When you are looking for a new pen for your Surface Pro, Surface Laptop or Surface Book, you will naturally gravitate to the tried and tested Surface Pen, which was first released back in 2012 and is now on its fourth generation.
But there is a new contender on the scene in the Surface Slim Pen 2, recently released to coincide with the Surface Pro 8. This is the pen I use day-to-day for photo editing when not using my drawing tablet, and I highly recommend it.
But why is the Surface Slim Pen 2 vs Surface Pen such a compelling option when compared with its more established rival?
Well, there are a few differences between the pens in terms of performance and usability that you can see in this article, which should help you to decide exactly which is right for you.
Surface Slim Pen 2 vs 1
Before we get into comparing the Slim Pen with the Surface Pen, it’s useful to take a quick overview of how the Slim Pen has been improved as it moved from version 1 to 2.
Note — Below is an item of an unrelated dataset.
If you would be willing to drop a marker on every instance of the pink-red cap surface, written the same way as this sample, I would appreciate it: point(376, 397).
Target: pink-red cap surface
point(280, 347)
The original Surface Slim Pen had many of the advantages of the Slim Pen 2, such as wireless charging and a flat profile, but performance has been improved upon with the Surface Slim Pen 2.
The Surface Slim Pen 2 now has zero force inking to better detect when the pen nib is hovering above the screen, and haptic feedback added, which replicates the feeling of using a real pencil on paper, even though you are drawing on a smooth screen. The button position has also been moved, making it less likely that you will accidently click it when drawing when compared to the Surface Slim Pen 1.
The Surface Pen has currently been through four versions, with the latest version released in 2017. We’ll cover all of its key features below, when examining the difference between the Surface Pen vs Surface Slim Pen.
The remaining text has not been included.